PLOWBOY: You mean ...
PAULING: Measles, mumps, pneumonia, meningitis, chicken pox, serum hepatitis, infectious hepatitus, influenza ... there are even published reports on the effectiveness of ascorbic acid in preventing and treating poliomyelitis.
PLOWBOY: Wow!
PAULING: One may ask how it is that vitamin C can protect a person against so many diseases. I think it probably does this largely-though perhaps not entirely — by potentiating the body's natural protective mechanisms. There is much evidence for this. One of the most interesting studies along this line was one carried out by three people — R.H. Yonemoto, P.B. Chretien, and T.F. Fehniger — at the National Cancer Institute. These workers studied the rate at which new lymphocytes — white blood cells-are produced by a person ... and they found that people who were given five grams of vitamin C per day for three days showed a doubling in their rate of lymphocyte production.

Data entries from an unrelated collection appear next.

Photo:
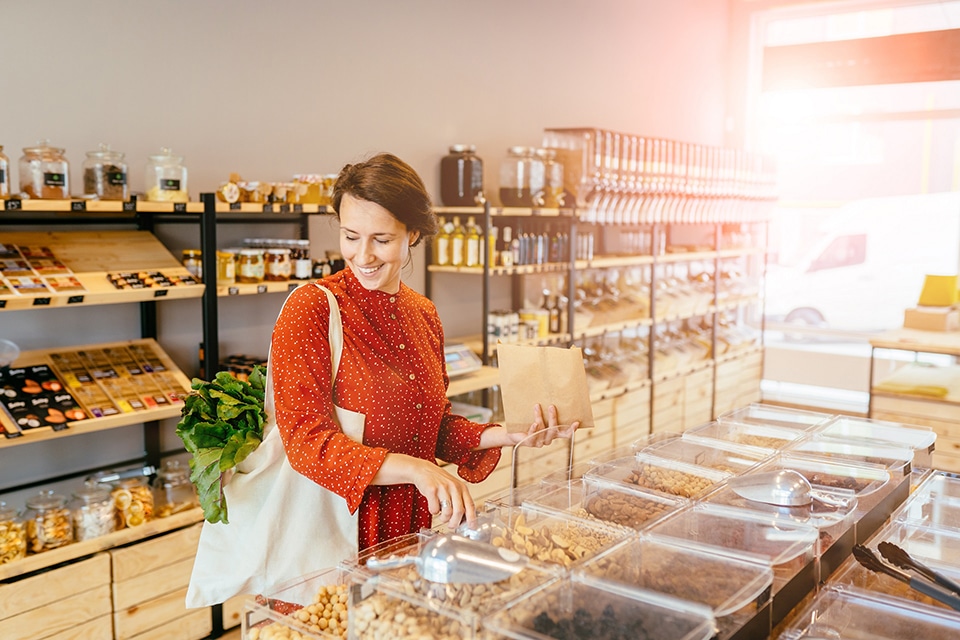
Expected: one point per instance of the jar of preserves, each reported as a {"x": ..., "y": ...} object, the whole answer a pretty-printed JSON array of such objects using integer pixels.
[
  {"x": 13, "y": 535},
  {"x": 105, "y": 174},
  {"x": 521, "y": 178},
  {"x": 461, "y": 177},
  {"x": 277, "y": 266},
  {"x": 250, "y": 266},
  {"x": 132, "y": 503},
  {"x": 48, "y": 522},
  {"x": 92, "y": 512},
  {"x": 166, "y": 178},
  {"x": 4, "y": 178},
  {"x": 173, "y": 490},
  {"x": 44, "y": 172}
]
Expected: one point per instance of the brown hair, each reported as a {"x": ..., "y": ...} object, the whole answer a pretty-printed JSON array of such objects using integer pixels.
[{"x": 390, "y": 182}]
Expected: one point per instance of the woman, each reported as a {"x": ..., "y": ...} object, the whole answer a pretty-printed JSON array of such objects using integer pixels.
[{"x": 392, "y": 370}]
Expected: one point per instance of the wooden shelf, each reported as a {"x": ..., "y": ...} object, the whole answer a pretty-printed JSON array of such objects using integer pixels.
[{"x": 88, "y": 547}]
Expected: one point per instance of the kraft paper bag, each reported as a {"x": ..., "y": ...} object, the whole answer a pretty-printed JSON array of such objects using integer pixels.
[{"x": 544, "y": 375}]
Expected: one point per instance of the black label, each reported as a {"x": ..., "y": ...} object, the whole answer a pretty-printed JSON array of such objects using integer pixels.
[{"x": 55, "y": 179}]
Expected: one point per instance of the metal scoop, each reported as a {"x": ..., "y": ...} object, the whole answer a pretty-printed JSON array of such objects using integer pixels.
[
  {"x": 451, "y": 558},
  {"x": 784, "y": 488}
]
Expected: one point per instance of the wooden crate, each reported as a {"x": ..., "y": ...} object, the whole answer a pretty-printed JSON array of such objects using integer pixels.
[
  {"x": 149, "y": 586},
  {"x": 59, "y": 603}
]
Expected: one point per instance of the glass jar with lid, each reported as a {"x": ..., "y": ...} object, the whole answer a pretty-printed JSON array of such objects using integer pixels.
[
  {"x": 521, "y": 178},
  {"x": 173, "y": 490},
  {"x": 461, "y": 177},
  {"x": 105, "y": 174},
  {"x": 4, "y": 177},
  {"x": 48, "y": 522},
  {"x": 166, "y": 178},
  {"x": 13, "y": 535},
  {"x": 92, "y": 511},
  {"x": 44, "y": 172}
]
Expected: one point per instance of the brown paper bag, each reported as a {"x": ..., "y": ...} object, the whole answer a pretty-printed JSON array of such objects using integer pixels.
[{"x": 544, "y": 375}]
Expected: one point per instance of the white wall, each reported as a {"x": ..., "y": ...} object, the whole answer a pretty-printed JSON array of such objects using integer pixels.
[{"x": 268, "y": 89}]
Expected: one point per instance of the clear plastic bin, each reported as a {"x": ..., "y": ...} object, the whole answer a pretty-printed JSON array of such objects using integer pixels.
[
  {"x": 596, "y": 605},
  {"x": 848, "y": 615}
]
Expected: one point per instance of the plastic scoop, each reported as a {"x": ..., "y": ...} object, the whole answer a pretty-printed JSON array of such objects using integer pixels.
[
  {"x": 451, "y": 558},
  {"x": 784, "y": 488}
]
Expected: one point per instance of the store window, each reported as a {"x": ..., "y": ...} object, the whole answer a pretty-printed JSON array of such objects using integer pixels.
[{"x": 859, "y": 102}]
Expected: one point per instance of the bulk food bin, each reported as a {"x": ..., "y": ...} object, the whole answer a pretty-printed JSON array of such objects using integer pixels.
[
  {"x": 790, "y": 548},
  {"x": 666, "y": 477},
  {"x": 591, "y": 607},
  {"x": 737, "y": 590},
  {"x": 845, "y": 615},
  {"x": 920, "y": 440},
  {"x": 757, "y": 413}
]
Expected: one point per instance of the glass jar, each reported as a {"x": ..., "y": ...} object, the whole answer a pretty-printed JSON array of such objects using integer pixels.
[
  {"x": 461, "y": 177},
  {"x": 4, "y": 178},
  {"x": 44, "y": 172},
  {"x": 173, "y": 490},
  {"x": 105, "y": 174},
  {"x": 166, "y": 178},
  {"x": 13, "y": 535},
  {"x": 250, "y": 266},
  {"x": 552, "y": 178},
  {"x": 132, "y": 503},
  {"x": 521, "y": 178},
  {"x": 92, "y": 512},
  {"x": 48, "y": 522},
  {"x": 277, "y": 265}
]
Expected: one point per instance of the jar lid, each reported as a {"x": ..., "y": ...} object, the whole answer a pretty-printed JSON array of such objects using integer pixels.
[{"x": 46, "y": 500}]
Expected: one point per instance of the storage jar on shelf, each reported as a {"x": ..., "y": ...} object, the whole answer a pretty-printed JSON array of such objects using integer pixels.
[
  {"x": 166, "y": 178},
  {"x": 44, "y": 172}
]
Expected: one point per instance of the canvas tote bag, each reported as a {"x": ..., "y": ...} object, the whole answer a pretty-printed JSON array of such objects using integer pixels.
[{"x": 282, "y": 525}]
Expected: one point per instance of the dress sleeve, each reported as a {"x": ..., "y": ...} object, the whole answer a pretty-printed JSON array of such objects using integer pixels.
[{"x": 301, "y": 371}]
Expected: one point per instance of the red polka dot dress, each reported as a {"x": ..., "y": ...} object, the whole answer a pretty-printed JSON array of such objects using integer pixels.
[{"x": 392, "y": 370}]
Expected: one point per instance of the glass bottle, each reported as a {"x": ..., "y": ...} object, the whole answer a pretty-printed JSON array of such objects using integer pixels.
[
  {"x": 461, "y": 177},
  {"x": 48, "y": 522},
  {"x": 44, "y": 172},
  {"x": 13, "y": 535},
  {"x": 105, "y": 174},
  {"x": 166, "y": 178}
]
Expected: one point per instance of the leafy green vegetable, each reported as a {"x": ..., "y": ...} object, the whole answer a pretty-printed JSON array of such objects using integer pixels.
[{"x": 221, "y": 424}]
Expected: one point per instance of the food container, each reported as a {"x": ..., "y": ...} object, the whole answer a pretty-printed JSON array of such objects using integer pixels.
[
  {"x": 44, "y": 172},
  {"x": 735, "y": 589},
  {"x": 595, "y": 606},
  {"x": 105, "y": 174},
  {"x": 48, "y": 522},
  {"x": 461, "y": 177},
  {"x": 847, "y": 615},
  {"x": 757, "y": 413},
  {"x": 666, "y": 477},
  {"x": 92, "y": 512},
  {"x": 165, "y": 179},
  {"x": 13, "y": 535},
  {"x": 173, "y": 491},
  {"x": 762, "y": 439},
  {"x": 300, "y": 606},
  {"x": 918, "y": 438}
]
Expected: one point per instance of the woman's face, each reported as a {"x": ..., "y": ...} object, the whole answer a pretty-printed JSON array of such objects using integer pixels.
[{"x": 374, "y": 244}]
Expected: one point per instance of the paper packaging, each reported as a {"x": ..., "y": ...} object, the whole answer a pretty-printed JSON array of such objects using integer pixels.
[
  {"x": 932, "y": 318},
  {"x": 545, "y": 375}
]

This is an important observation, because the lymphocytes can rightfully be called the "policemen" of our body: They attack invaders and destroy foreign cells. They attack viruses — for instance — and bacterial cells, which are recognized as "foreign". They also attack and destroy cancer cells, malignant host cells. The changes that take place in a normal body cell when it becomes malignant, you see, include certain changes of the cell's outer surface, so that the cancer cell becomes recognizable to lymphocytes as an "abnormal" cell.

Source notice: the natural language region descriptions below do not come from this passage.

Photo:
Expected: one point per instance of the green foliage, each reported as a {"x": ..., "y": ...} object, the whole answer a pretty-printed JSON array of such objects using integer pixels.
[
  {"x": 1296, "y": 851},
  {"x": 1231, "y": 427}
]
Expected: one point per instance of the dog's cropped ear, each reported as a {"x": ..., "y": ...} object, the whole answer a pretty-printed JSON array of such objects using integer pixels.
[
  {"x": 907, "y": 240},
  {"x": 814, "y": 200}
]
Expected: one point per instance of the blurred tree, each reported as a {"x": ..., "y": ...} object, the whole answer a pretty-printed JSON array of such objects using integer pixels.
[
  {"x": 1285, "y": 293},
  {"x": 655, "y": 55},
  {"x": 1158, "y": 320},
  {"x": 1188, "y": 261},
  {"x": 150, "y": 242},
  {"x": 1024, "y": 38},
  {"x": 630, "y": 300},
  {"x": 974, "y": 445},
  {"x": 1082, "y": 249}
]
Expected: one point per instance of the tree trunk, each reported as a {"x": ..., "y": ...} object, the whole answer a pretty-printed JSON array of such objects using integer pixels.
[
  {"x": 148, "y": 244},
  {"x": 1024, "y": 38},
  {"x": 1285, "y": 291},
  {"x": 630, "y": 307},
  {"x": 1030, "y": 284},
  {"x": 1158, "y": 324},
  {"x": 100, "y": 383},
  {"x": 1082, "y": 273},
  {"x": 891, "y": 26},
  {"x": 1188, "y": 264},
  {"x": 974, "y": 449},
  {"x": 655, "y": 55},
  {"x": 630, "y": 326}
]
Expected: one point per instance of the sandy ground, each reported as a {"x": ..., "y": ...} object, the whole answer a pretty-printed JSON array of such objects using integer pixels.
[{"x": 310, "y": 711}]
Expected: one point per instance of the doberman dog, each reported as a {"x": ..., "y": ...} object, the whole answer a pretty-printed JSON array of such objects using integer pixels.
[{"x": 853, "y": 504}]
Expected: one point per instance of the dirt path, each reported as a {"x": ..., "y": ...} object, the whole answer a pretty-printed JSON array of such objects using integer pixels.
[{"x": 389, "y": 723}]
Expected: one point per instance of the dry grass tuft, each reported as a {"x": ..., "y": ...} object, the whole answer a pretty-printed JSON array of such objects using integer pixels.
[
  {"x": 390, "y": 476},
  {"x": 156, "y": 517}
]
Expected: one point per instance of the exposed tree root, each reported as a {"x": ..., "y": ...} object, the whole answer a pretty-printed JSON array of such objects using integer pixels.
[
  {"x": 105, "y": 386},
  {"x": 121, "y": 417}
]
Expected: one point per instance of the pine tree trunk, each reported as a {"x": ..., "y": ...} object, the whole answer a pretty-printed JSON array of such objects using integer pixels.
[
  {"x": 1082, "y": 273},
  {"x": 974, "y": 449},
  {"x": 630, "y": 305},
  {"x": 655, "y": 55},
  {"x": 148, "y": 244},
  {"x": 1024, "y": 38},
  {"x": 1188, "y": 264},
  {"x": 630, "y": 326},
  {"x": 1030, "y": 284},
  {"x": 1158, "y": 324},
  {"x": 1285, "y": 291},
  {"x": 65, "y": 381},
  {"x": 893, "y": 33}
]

PLOWBOY: Does this mean, then, that vitamin C can also protect a person from cancer?
PAULING: Several epidemiological studies have — in fact — shown a definite negative correlation between vitamin C intake and cancer. People who have a high intake of vitamin C have a much smaller age-corrected incidence of cancer than those persons who have a low daily intake of the vitamin. A low intake, in this case, being about 45 milligrams a day.